14 DAY TRIAL // According to application risk management vendor Veracode, 57 percent of applications tested by the company's cloud-based SecurityReview platform during the past year and a half, failed to meet an acceptable security level.
The findings are outlined in the company's recently published "State of Software Security Report: Volume 2," which is based on the results of testing 2,922 applications.
"57% of all applications were found to have unacceptable application security quality on first submission, even when standards were adjusted for applications considered less business critical," the company notes.
Amongst other things, the assessment involved looking for the presence of common types of vulnerabilities described in Open Web Application Security Project's (OWASP) Top 10, as well as in CWE/SANS TOP 25 Most Dangerous Software Errors.
Veracode found that cross-site scripting (XSS) weaknesses, which are at the top of both lists, accounted for 51% of all vulnerabilities identified in the tested applications.
Software created in .NET in was most susceptible to such bugs, despite them being relatively easy to avoid. "These statistics underscore the need for developers to become better educated and better equipped to avoid common vulnerabilities," Veracode concludes.
The company also found that third-party software is more insecure than the one developed internally. As much as 81% third-party software suppliers scored badly in the security assessments.
This can be a serious problem, because third-party components are commonly integrated in in-house projects and third-party programs accounted for 29% of software submitted by companies to Veracode.

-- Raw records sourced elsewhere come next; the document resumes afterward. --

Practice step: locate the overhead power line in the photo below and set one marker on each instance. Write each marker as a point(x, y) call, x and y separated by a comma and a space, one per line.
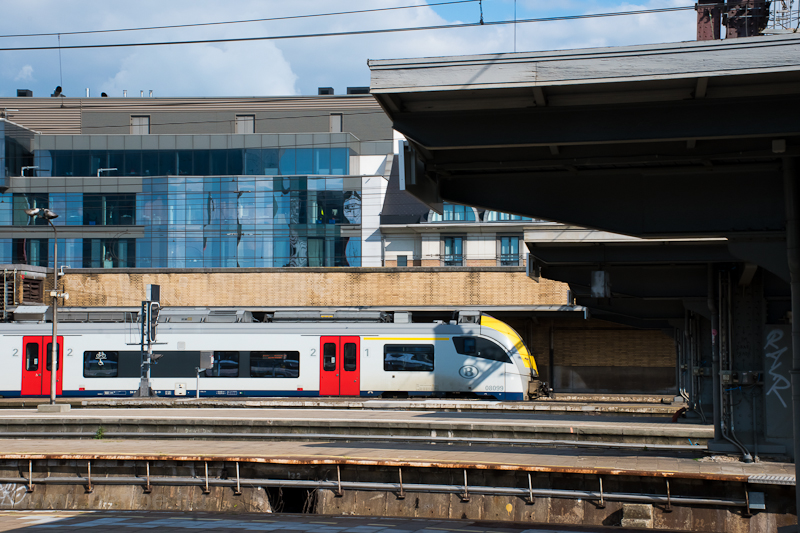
point(354, 32)
point(246, 21)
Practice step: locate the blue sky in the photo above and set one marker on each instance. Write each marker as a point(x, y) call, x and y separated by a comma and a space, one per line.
point(289, 66)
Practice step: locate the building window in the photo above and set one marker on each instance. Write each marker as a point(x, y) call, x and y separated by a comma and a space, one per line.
point(109, 209)
point(140, 125)
point(408, 358)
point(109, 253)
point(453, 213)
point(452, 251)
point(496, 216)
point(508, 251)
point(245, 123)
point(336, 123)
point(33, 252)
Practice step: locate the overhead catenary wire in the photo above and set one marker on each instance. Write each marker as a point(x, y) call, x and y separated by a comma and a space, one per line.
point(245, 21)
point(356, 32)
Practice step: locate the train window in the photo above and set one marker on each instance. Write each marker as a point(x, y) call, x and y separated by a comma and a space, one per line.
point(32, 356)
point(350, 357)
point(275, 364)
point(408, 358)
point(100, 364)
point(480, 347)
point(48, 356)
point(226, 365)
point(329, 356)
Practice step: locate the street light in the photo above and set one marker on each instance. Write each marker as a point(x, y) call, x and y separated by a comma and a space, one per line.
point(39, 212)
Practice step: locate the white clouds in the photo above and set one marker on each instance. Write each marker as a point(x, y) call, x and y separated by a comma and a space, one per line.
point(25, 74)
point(206, 70)
point(288, 66)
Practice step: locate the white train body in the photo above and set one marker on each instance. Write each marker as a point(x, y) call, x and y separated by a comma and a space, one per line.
point(486, 359)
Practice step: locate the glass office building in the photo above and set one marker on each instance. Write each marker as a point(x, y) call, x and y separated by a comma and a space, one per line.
point(185, 201)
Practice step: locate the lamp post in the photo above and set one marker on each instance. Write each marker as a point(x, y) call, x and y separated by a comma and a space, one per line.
point(38, 212)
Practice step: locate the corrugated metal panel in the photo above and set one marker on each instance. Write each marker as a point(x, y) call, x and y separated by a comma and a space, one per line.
point(766, 479)
point(55, 116)
point(62, 116)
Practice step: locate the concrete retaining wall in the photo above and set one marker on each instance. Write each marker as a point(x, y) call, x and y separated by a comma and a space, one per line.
point(488, 508)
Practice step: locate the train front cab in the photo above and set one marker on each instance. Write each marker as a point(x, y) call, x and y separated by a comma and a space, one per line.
point(523, 360)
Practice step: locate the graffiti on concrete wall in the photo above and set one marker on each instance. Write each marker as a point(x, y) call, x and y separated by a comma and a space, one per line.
point(777, 372)
point(11, 494)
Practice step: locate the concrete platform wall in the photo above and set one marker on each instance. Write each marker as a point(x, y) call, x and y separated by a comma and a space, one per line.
point(494, 510)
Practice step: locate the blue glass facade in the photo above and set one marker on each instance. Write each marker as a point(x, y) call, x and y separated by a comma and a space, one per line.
point(216, 208)
point(247, 161)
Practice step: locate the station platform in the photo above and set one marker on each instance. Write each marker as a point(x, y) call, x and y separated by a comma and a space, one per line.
point(607, 462)
point(444, 427)
point(600, 404)
point(180, 522)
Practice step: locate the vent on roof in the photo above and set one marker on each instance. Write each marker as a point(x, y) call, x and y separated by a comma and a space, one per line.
point(227, 316)
point(330, 316)
point(32, 313)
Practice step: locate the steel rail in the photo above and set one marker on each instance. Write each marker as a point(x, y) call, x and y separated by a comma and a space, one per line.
point(354, 437)
point(382, 487)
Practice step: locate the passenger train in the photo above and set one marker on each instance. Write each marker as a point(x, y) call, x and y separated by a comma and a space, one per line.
point(372, 354)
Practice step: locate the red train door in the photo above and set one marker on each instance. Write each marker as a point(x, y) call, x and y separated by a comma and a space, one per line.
point(36, 367)
point(340, 366)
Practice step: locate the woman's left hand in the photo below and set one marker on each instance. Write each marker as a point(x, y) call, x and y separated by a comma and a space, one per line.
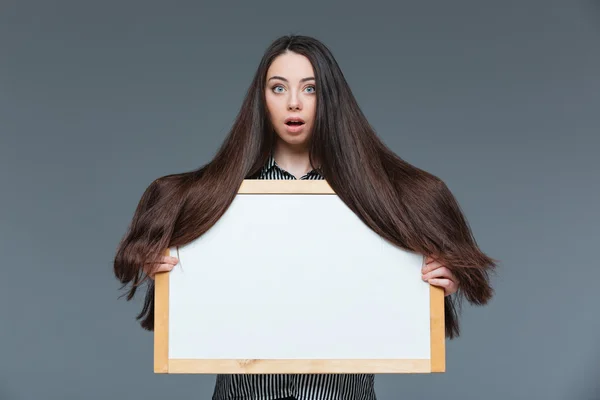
point(438, 275)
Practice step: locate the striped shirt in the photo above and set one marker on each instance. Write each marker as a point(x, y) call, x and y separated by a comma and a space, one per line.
point(298, 386)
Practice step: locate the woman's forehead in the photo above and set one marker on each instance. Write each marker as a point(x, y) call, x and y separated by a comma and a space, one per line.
point(290, 66)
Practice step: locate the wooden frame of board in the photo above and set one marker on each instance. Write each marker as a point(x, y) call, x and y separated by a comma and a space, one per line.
point(162, 363)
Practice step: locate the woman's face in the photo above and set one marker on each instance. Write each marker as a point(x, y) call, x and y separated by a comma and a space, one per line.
point(290, 95)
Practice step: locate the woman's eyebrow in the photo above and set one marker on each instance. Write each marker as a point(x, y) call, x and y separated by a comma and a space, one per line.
point(310, 78)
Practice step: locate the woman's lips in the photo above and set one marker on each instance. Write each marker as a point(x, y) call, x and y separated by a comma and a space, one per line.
point(294, 128)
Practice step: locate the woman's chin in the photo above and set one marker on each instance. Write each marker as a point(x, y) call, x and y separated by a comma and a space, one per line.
point(293, 139)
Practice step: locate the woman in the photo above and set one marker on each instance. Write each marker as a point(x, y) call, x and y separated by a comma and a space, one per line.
point(299, 120)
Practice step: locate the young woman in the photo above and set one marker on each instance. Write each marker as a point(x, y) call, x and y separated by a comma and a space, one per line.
point(299, 120)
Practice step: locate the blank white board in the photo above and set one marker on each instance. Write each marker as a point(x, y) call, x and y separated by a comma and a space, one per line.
point(291, 280)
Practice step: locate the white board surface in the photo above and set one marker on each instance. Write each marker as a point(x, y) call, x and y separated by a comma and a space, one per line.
point(296, 276)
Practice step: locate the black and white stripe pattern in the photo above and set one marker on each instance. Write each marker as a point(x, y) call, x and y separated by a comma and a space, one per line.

As much as 60% of requested assessments were for Web and cloud-based applications, suggesting a concern over these technologies. The bad news is that eight in ten Web apps contained at least one vulnerability listed in the OWASP Top 10.
On the good side, it seems that developers are becoming more responsive to vulnerability reports. Veracode reports that it took on average 16 days for development teams to address the identified problems.